Each year, around 8,000 immigrants join the US military, bringing a wealth of racial, ethnic, linguistic and cultural insights to their posts. And given the increasingly global agenda of our Armed Forces, these diverse attributes are more valuable than ever. Unfortunately, though, many of our political leaders seem to not hold immigrants’ service in high regard, as a whopping 30,000 of these honorable men and women have been deported since 1996 for crimes classified as “aggravated felonies” under immigration law. But Margaret Stock, an attorney and retired lieutenant colonel, explains that the charges immigrant veterans are deported under are neither, “aggravated” nor “felonious,” and that the law prevents fair rulings in many of these cases.

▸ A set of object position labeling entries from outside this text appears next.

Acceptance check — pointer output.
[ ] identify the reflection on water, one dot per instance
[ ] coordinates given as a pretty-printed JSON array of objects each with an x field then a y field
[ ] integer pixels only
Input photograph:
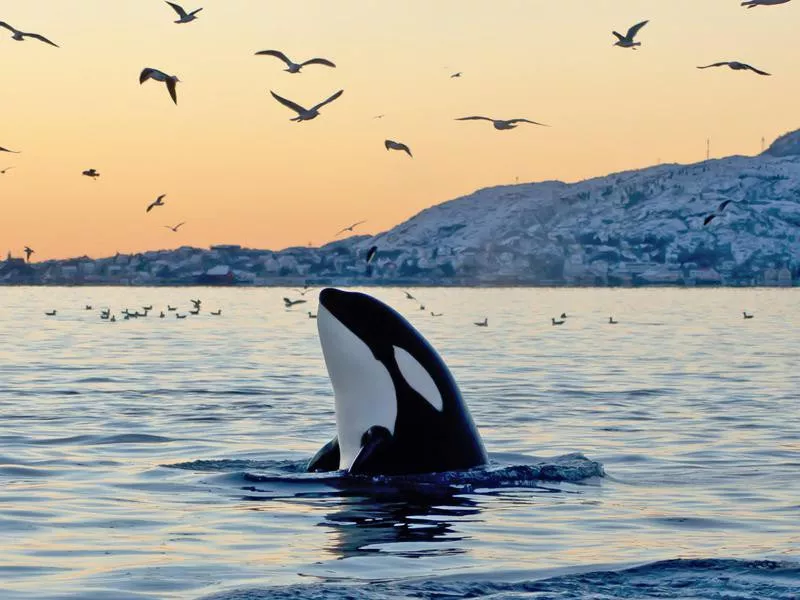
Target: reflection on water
[{"x": 163, "y": 459}]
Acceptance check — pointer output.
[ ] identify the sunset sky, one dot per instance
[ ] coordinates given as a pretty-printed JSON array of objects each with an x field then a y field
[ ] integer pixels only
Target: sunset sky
[{"x": 238, "y": 171}]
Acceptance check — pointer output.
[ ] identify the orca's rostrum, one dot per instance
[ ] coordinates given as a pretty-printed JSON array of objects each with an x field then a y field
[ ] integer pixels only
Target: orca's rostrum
[{"x": 398, "y": 408}]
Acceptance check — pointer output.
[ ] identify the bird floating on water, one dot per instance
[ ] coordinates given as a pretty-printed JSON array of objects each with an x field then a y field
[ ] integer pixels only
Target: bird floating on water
[
  {"x": 626, "y": 41},
  {"x": 304, "y": 114},
  {"x": 754, "y": 3},
  {"x": 21, "y": 35},
  {"x": 502, "y": 124},
  {"x": 351, "y": 227},
  {"x": 392, "y": 145},
  {"x": 156, "y": 75},
  {"x": 176, "y": 227},
  {"x": 184, "y": 17},
  {"x": 736, "y": 66},
  {"x": 289, "y": 303},
  {"x": 293, "y": 67},
  {"x": 157, "y": 202}
]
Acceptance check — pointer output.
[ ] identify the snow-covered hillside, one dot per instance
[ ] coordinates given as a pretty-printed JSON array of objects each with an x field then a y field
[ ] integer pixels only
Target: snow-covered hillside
[{"x": 639, "y": 226}]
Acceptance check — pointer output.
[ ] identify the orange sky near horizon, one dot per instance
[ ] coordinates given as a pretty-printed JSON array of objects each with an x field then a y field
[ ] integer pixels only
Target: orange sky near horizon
[{"x": 238, "y": 171}]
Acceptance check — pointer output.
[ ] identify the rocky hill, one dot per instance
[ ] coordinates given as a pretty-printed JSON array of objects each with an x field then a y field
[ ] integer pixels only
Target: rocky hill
[{"x": 636, "y": 227}]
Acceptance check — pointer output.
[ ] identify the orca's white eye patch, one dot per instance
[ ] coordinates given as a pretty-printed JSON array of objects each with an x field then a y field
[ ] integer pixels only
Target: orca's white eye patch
[{"x": 418, "y": 378}]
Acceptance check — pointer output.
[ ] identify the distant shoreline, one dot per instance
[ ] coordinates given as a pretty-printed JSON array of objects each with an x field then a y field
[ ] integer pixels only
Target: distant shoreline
[{"x": 398, "y": 284}]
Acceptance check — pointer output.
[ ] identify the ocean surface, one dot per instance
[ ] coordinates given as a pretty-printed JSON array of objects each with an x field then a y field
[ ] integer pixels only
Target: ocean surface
[{"x": 163, "y": 458}]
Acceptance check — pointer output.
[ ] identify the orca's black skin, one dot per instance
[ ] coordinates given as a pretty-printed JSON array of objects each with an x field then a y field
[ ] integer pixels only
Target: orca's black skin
[{"x": 425, "y": 440}]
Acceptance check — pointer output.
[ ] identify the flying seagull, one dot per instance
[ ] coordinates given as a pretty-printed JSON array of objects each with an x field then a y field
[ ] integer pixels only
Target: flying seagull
[
  {"x": 302, "y": 113},
  {"x": 736, "y": 66},
  {"x": 184, "y": 16},
  {"x": 754, "y": 3},
  {"x": 371, "y": 254},
  {"x": 626, "y": 41},
  {"x": 157, "y": 202},
  {"x": 392, "y": 145},
  {"x": 21, "y": 35},
  {"x": 501, "y": 124},
  {"x": 293, "y": 67},
  {"x": 350, "y": 228},
  {"x": 156, "y": 75}
]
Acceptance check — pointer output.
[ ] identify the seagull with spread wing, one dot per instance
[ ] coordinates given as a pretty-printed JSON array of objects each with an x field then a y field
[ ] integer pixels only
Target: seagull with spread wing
[
  {"x": 157, "y": 202},
  {"x": 736, "y": 66},
  {"x": 501, "y": 124},
  {"x": 626, "y": 41},
  {"x": 353, "y": 226},
  {"x": 304, "y": 114},
  {"x": 21, "y": 35},
  {"x": 184, "y": 17},
  {"x": 392, "y": 145},
  {"x": 156, "y": 75},
  {"x": 293, "y": 67}
]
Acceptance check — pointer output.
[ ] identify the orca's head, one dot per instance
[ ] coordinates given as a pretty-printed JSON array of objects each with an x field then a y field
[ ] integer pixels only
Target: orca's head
[{"x": 371, "y": 352}]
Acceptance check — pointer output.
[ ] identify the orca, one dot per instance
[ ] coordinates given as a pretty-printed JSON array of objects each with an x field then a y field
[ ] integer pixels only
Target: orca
[{"x": 398, "y": 408}]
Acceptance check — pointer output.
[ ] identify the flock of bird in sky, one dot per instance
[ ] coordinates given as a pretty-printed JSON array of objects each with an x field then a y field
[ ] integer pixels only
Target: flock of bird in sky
[{"x": 628, "y": 40}]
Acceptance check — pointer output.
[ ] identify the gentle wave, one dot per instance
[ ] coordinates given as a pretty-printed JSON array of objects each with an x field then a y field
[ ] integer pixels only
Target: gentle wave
[{"x": 679, "y": 579}]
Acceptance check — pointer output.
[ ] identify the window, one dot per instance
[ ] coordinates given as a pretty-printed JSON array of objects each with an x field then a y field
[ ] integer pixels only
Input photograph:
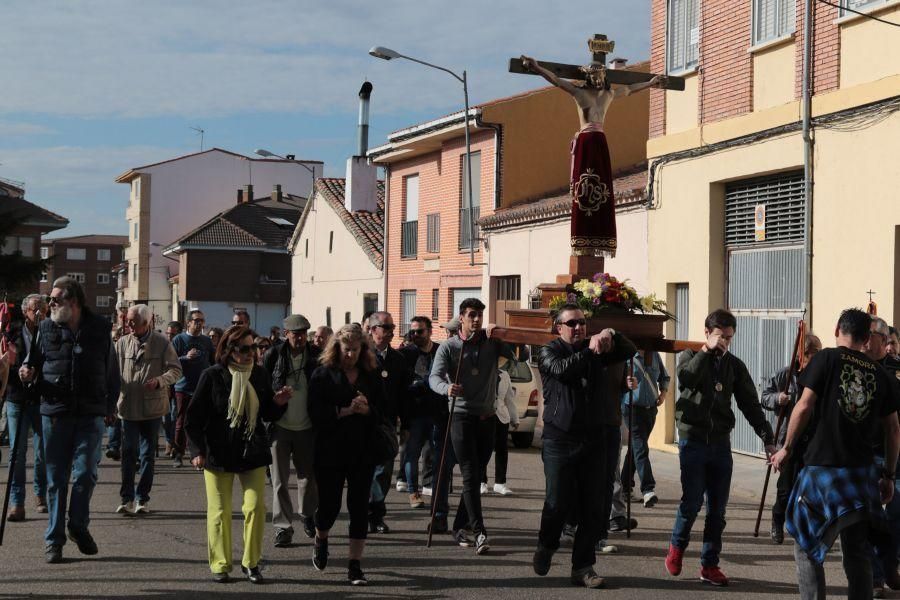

“An immigration judge is not permitted to consider the individual circumstances of anyone who has an ‘aggravated felony’ conviction,” Stock said. “It doesn’t matter how old, minor or non-violent the offense, or if the individual has long since been rehabilitated. Such a person’s fate is sealed: He or she must be detained and deported.”
While thousands of veterans have been unfairly deported, there are a few key pieces of legislation in the works that would prevent future deportations. Recently, Rep. Jeff Denham (R-CA) proposed a bill known as the ENLIST Act, which would allow young, undocumented immigrants brought to the US as children to apply for citizenship after military service. The bill would be an amendment to the National Defense Authorization Act (NDAA). And Rep. Joaquin Castro (D-TX) proposed an amendment that would allow undocumented immigrants to attend military service academies.
The military benefits greatly from the service of immigrants who enlist. And now, it’s time for immigrants to benefit from their honorable service.